2. Unterscheidungskraft im Sinne der Vorschrift des § 8 Abs. 2 Nr. 1 MarkenG ist die einer Marke innewohnende konkrete Eignung, vom Verkehr als Unterscheidungsmittel für die von der Marke erfassten Waren oder Dienstleistungen eines Unternehmens gegenüber solchen anderer Unternehmen aufgefasst zu werden (st. Rspr.; BGH GRUR 2003, 1050 - Cityservice; BGH GRUR 2001, 1153/1154 - antiKALK). Hierbei ist grundsätzlich von einem großzügigen Maßstab auszugehen, d.h., jede auch noch so geringe Unterscheidungskraft reicht aus, um das Schutzhindernis zu überwinden (BGH WRP 2002, 1073/1074,1075 - BONUS II).

Kann einem Zeichen jedoch für die in Frage stehenden Waren und Dienstleistungen ein im Vordergrund stehender beschreibender Begriffsinhalt zugeordnet werden, oder handelt es sich auch sonst um eine verständliche Wortfolge der deutschen oder einer geläufigen Fremdsprache, die vom Verkehr - etwa auch wegen einer entsprechenden Verwendung in der Werbung - stets nur als solche und nicht als Unterscheidungsmittel verstanden wird, so fehlt ihm die Unterscheidungskraft (BGH GRUR 2001, 1153/1154 - antiKALK; BGH WRP 2001, 1082/1083 - marktfrisch; BGH GRUR 2001, 1043 - Gute Zeiten - Schlechte Zeiten; BGH GRUR 2001, 1042 - REICH UND SCHOEN; BGH BlfPMZ 2001, 398 - LOOK, BGH WRP 2002, 1073/1074,1075 - BONUS II).
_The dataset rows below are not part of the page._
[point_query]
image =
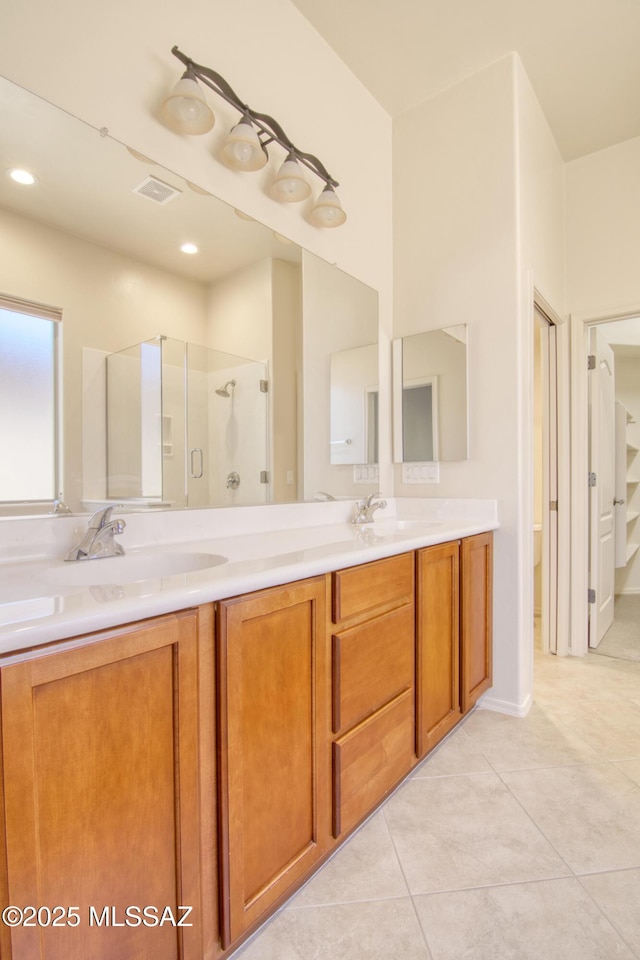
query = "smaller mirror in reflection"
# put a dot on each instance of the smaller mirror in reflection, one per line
(354, 405)
(430, 396)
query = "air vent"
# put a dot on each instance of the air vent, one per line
(156, 190)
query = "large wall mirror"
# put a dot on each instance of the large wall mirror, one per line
(430, 419)
(213, 354)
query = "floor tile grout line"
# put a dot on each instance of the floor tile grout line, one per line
(535, 824)
(601, 910)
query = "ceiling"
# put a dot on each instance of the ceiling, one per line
(581, 56)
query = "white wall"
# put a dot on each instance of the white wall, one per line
(478, 222)
(603, 231)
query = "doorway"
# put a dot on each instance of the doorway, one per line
(545, 484)
(622, 332)
(614, 488)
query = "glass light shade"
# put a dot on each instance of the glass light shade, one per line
(243, 150)
(185, 110)
(290, 184)
(328, 210)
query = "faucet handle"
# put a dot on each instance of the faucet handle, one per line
(102, 516)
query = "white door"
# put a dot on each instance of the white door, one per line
(602, 488)
(621, 486)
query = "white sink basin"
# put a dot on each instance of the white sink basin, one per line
(129, 568)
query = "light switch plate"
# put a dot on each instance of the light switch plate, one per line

Die Unterscheidungskraft ist dabei zum einen im Hinblick auf die angemeldeten Waren oder Dienstleistungen und zum anderen im Hinblick auf die beteiligten Verkehrskreise zu beurteilen, wobei auf die mutmaßliche Wahrnehmung eines durchschnittlich informierten, aufmerksamen und verständigen Durchschnittsverbrauchers der fraglichen Waren oder Dienstleistungen abzustellen ist (EuGH MarkenR 2003, 187/190 Rn. 41 - Linde, Winward und Rado; EuGH MarkenR 2004, 116/120 Rn. 50 - Waschmittelflasche).

Nach Auffassung des Senats ist die Kombination ZERTIFIKATEWEB eine beschreibende Bezeichnung für "Alles über Zertifikate im/ aus dem Netz", denn es ist sprachlich gebildet wie "Wiesen Web", "SchulWeb" etc. Aus dieser Übung der Verbindung von Sachangabe mit "web" ergibt sich, dass der Verkehr das ganze Zeichenwort nur als Verkürzung des aus dem "World wide web" abrufbaren - mit der Sachangabe bezeichneten - Inhalts ansieht.

ZERTIFIKATEWEB erweist sich daher weder im Hinblick auf die belegte Verwendung des Bestandteils "web", noch in Bezug auf den Sachbegriff "Zertifikate" als ein begrifflich unbestimmter und interpretationsbedürftiger Gesamtbegriff. Für die Bejahung von Mehrdeutigkeit bzw. Interpretationsbedürftigkeit kommt es nämlich darauf an, dass kein bestimmter Sinngehalt im Vordergrund steht, was wiederum nur in Berücksichtigung mit den beanspruchten Waren und Dienstleistungen beurteilt werden kann (Ströbele/Hacker, a. a. O., § 8 Rn. 75; BGH GRUR 2000, 882 - Bücher für eine bessere Welt).

Soweit die Finanzdienstleistungen angesprochen sind, steht ZERTIFIKATEWEB für alle Informationen über Aktien, Anteilscheine, Optionen, Discount-Zertifikate, Geldanlagen usw., die man sich aus dem Internet beschaffen kann.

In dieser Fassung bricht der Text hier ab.